Educação cidadã é primordial para enfrentar racismo, diz Kabengele Munanga

Para antropólogo, combate ao problema se dá por três caminhos: leis, ensino com viés antirracista e ações afirmativas

FONTEFolha de São Paulo, por Priscila Camazano
Kabengele Munanga, antropólogo e professor congolês-brasileiro - Karime Xavier/Folhapress

O combate ao racismo estrutural depende de uma educação cidadã antirracista, sugere o antropólogo congolês-brasileiro Kabengele Munanga. Ele afirma que não há uma receita pronta para lutar contra o preconceito racial, mas há três caminhos possíveis: as leis, a educação antirracista e as ações afirmativas.

“As leis, embora existam, só atingem práticas racistas observáveis. Os preconceitos que são introjetados pela educação e estão na cabeça das pessoas, não. Só a educação pode atingir esse terreno”, afirma.

Munanga é antropólogo e professor aposentado da USP. Ele nasceu em Bakwa Kalonji, no antigo Zaire, atualmente República Democrática do Congo, em 1940. Está no Brasil desde 1975.
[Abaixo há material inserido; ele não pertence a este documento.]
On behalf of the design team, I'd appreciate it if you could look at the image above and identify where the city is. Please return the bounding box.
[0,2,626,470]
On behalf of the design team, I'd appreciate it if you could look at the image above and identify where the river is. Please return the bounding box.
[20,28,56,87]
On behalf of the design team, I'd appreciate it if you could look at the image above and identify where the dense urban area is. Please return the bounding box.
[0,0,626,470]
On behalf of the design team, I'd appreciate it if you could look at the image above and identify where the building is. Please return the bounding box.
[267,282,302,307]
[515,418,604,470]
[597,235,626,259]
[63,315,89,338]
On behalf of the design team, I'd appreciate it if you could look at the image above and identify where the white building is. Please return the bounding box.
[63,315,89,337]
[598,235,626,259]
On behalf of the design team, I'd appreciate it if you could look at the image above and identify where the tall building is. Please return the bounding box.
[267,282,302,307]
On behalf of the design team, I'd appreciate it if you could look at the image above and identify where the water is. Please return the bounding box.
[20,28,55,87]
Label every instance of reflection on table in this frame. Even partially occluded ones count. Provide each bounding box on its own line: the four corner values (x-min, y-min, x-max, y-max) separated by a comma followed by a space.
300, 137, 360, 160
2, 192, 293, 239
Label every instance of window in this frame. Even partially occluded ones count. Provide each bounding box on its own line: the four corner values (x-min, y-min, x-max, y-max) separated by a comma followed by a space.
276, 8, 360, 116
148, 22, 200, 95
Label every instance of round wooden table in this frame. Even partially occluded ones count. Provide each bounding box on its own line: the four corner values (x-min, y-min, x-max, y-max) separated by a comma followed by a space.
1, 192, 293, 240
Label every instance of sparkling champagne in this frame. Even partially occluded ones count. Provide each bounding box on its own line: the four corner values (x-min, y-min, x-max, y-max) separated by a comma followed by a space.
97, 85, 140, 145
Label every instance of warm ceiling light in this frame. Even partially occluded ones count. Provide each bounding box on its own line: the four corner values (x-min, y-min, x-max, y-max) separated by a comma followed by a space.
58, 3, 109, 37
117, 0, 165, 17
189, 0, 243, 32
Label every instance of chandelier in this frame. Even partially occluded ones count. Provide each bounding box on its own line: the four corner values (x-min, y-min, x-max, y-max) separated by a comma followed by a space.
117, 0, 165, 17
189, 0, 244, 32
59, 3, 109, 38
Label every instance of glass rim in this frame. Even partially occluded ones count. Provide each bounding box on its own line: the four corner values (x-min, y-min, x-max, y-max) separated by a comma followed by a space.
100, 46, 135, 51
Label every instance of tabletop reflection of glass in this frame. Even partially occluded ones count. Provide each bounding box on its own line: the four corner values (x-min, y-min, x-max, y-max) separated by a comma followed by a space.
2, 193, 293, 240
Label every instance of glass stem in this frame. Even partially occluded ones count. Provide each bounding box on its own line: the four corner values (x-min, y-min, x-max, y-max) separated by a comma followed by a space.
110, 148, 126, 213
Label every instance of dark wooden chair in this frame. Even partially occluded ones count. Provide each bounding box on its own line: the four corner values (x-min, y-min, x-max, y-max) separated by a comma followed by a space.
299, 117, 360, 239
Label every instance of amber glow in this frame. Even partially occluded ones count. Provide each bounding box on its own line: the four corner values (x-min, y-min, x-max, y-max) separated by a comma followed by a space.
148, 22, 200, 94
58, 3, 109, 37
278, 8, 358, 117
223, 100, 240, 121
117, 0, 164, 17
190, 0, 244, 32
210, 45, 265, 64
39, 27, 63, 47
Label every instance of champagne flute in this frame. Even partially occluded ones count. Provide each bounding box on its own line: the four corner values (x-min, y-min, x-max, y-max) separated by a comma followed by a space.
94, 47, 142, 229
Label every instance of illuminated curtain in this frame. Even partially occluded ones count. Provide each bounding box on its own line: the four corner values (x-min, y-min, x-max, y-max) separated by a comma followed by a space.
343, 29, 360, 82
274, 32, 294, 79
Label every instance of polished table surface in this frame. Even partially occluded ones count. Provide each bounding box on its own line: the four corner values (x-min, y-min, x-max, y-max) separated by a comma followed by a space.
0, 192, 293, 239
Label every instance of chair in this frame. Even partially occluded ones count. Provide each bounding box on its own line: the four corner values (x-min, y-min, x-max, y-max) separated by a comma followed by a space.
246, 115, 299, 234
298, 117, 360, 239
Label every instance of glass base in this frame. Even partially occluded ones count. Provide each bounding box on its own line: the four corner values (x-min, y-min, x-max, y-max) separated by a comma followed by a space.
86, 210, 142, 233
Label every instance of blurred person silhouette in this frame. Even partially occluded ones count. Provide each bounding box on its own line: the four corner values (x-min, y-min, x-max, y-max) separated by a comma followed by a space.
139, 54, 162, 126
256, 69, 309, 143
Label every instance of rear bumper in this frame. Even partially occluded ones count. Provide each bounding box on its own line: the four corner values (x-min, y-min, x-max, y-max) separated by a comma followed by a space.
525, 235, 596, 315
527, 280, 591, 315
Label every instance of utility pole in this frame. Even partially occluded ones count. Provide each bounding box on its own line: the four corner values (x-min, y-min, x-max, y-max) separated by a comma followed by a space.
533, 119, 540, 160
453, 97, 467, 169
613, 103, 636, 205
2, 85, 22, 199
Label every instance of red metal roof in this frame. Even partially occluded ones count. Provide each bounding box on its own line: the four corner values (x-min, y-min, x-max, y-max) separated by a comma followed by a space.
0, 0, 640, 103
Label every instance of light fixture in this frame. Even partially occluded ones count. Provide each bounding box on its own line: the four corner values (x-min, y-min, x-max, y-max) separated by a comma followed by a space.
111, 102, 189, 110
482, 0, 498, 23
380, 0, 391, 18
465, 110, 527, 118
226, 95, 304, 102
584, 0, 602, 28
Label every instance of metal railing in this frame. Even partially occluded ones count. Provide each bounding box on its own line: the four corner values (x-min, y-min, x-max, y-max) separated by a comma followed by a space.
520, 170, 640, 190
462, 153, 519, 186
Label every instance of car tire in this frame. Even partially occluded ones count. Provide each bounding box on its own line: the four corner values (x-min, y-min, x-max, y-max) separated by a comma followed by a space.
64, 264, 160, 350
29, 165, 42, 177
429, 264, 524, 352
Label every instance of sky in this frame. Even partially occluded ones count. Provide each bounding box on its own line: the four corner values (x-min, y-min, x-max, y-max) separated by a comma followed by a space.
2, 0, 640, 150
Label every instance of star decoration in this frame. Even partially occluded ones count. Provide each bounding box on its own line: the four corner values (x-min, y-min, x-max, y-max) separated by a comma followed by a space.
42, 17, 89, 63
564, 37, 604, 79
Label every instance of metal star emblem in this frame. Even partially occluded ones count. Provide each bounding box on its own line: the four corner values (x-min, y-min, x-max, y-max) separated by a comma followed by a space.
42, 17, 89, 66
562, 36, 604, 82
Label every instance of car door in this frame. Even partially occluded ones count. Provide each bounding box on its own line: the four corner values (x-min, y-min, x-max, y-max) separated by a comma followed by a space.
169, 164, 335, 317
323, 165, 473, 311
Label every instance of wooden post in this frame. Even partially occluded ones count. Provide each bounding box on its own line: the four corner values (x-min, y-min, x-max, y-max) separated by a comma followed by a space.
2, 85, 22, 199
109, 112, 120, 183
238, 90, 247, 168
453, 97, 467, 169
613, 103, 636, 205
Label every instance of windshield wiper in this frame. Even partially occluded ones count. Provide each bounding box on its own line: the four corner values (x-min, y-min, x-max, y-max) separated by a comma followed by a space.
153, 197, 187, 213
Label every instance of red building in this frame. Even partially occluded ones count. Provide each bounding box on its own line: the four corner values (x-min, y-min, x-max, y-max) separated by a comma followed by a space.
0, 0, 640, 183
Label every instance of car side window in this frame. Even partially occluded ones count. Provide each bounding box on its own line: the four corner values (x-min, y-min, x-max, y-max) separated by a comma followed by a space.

Ao longo desses anos, ele se debruçou nos estudos sobre antropologia da África e da população afro-brasileira e nas questões raciais. O intelectual contribuiu de forma significativa na discussão sobre raça e para derrubar o mito da democracia racial.

Foi no país do continente africano que ele iniciou seus estudos na antropologia, ao cursar a graduação na Universidade Oficial do Congo (1964-1969). Depois, ganhou uma bolsa de estudos para fazer o doutorado na Universidade Católica de Louvain, na Bélgica.

Em 1971, o antropólogo retornou ao país de origem para fazer um trabalho de campo, mas foi impedido pela ditadura de Mobutu Sese Seko (1930-1997).

A convite do então diretor do Centro de Estudos Africanos da USP, ele veio ao Brasil, em 1975, e conseguiu, assim, concluir sua pesquisa.

O antropólogo ingressou como docente na USP em 1980, tornando-se o primeiro professor negro da Faculdade de Filosofia, Letras e Ciências Humanas. Na universidade, lecionou até 2012, quando se aposentou, após 32 anos na instituição.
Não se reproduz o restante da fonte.